Puisi: Madrasah Muhammadiyah (Karya Mahatmanto)

Puisi "Madrasah Muhammadiyah" karya Mahatmanto menggambarkan nostalgia dan refleksi atas masa lalu yang telah berlalu.
Madrasah Muhammadiyah

Gedung ini
telah beberapa lama dahulu
kutinggalkan pergi.
Sekarang kutengok kembali,
berderit kubuka pintu,
bertiup sepoi masuk, berdesir
di kertas kalender

lama, belum jua diganti,
anai-anai menjangkau kasau
kelambu jarang jaring laba-laba
di jendela tiada berdaun.
Dua tiga bekingking
menempel pada pigura di dinding
lukisanku dahulu itu.

Bukannya bekingking mencari seninya
menginti ciptanya! Hanya...
makan lumut pada kacanya.

Ah...
guru lama berlalu,
pelajar lama terlantar,
mereka pergi berjuang, bertempur...
tapi di mana pula mereka gugur?

Sawugalur, 3 Mei 1947

Sumber: Astana Kastawa II (2015)

Analisis Puisi:

Puisi "Madrasah Muhammadiyah" karya Mahatmanto adalah sebuah karya yang menggambarkan nostalgia dan refleksi atas masa lalu yang telah berlalu.
  • Tema Nostalgia dan Kehancuran: Puisi ini mengangkat tema tentang kehancuran dan perubahan dari sudut pandang yang penuh dengan nostalgia. Gedung madrasah yang ditinggalkan dan dibiarkan usang menjadi simbol dari masa lalu yang perlahan-lahan terlupakan.
  • Gambaran Temporal: Mahatmanto menggunakan gambaran-gambaran seperti "kertas kalender lama, belum jua diganti" dan "kelambu jarang jaring laba-laba" untuk menciptakan suasana temporal yang kuno dan terlupakan. Ini menunjukkan bahwa waktu telah berlalu tanpa meninggalkan banyak perubahan di tempat yang dulu berarti bagi tokoh dalam puisi ini.
  • Kritik terhadap Pengabaian: Puisi ini mengkritik sikap pengabaian terhadap warisan budaya dan sejarah.

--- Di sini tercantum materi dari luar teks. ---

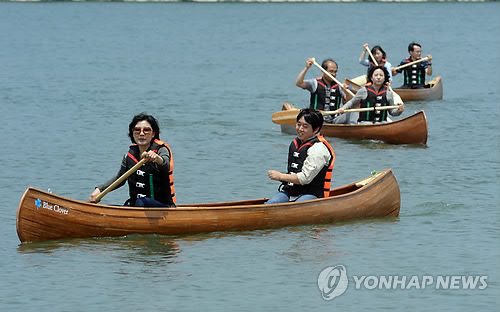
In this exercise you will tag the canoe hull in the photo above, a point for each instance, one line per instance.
(45, 216)
(408, 130)
(433, 91)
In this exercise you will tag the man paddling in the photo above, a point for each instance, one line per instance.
(326, 94)
(414, 75)
(310, 162)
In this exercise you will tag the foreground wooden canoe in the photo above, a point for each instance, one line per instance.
(45, 216)
(433, 90)
(408, 130)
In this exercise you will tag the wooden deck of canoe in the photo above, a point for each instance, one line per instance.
(408, 130)
(45, 216)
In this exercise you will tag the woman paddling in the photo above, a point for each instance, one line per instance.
(373, 94)
(152, 185)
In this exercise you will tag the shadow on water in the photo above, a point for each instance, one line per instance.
(149, 248)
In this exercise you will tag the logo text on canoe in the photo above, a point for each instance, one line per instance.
(40, 204)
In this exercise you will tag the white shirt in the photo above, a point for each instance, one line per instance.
(318, 156)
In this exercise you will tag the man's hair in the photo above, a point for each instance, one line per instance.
(412, 45)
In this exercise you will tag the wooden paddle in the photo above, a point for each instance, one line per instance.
(290, 116)
(121, 179)
(331, 77)
(397, 98)
(411, 63)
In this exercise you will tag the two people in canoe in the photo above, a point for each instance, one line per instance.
(310, 162)
(414, 75)
(152, 185)
(326, 94)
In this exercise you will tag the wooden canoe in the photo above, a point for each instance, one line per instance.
(433, 91)
(408, 130)
(45, 216)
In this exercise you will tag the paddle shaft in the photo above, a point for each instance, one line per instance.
(331, 77)
(411, 63)
(290, 116)
(120, 179)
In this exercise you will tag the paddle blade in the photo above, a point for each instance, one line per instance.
(286, 117)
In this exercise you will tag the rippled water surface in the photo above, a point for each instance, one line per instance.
(72, 75)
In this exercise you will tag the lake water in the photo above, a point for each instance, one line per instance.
(72, 75)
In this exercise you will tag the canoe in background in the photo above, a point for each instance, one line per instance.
(45, 216)
(408, 130)
(433, 90)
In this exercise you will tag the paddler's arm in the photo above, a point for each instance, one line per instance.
(283, 177)
(362, 60)
(299, 82)
(390, 102)
(160, 159)
(361, 94)
(318, 157)
(428, 70)
(102, 187)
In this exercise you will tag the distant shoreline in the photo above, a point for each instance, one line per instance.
(266, 1)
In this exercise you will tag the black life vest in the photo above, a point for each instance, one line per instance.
(297, 154)
(382, 63)
(374, 99)
(414, 75)
(149, 181)
(326, 98)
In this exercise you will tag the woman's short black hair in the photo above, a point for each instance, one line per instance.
(373, 69)
(378, 48)
(412, 45)
(140, 117)
(312, 117)
(325, 64)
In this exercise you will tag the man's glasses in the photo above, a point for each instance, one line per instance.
(138, 130)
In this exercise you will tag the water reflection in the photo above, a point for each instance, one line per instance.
(132, 248)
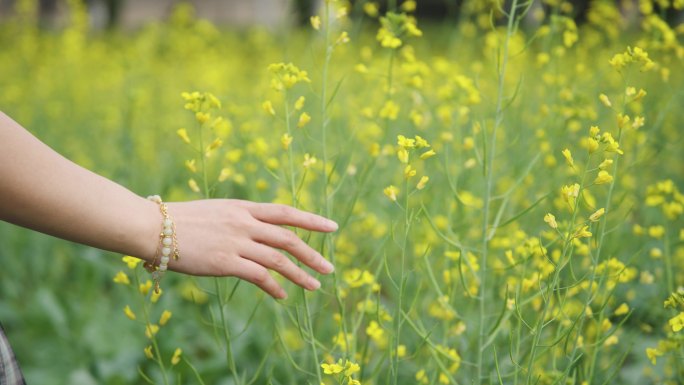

Penggambaran anai-anai dan laba-laba yang merajalela di gedung yang ditinggalkan menyoroti perasaan terabaikan dan dilupakan oleh masyarakat yang lebih sibuk dengan masa depan daripada masa lalu.
  • Bahasa dan Gaya: Bahasa dalam puisi ini sederhana namun sarat dengan makna. Pemilihan kata-kata seperti "berderit", "berdesir", dan "bertiup sepoi masuk" menciptakan suasana yang melankolis dan melambangkan perasaan campur aduk tokoh dalam menghadapi kenangan masa lalu.
  • Pertanyaan Pemikiran dan Refleksi: Puisi ini mengakhiri dengan pertanyaan retoris tentang nasib guru dan pelajar lama yang telah pergi berjuang tanpa diketahui keberadaan mereka yang terakhir. Ini mengundang pembaca untuk merenungkan tentang nilai-nilai masa lalu dan perjuangan yang mungkin telah dilupakan dalam dinamika zaman.
Melalui puisi "Madrasah Muhammadiyah", Mahatmanto berhasil mengekspresikan perasaan nostalgia dan kehancuran atas masa lalu yang berlalu. Puisi ini tidak hanya menghadirkan gambaran yang kuat tentang warisan budaya dan sejarah, tetapi juga menunjukkan dampak emosional dari perubahan zaman terhadap individu dan komunitas.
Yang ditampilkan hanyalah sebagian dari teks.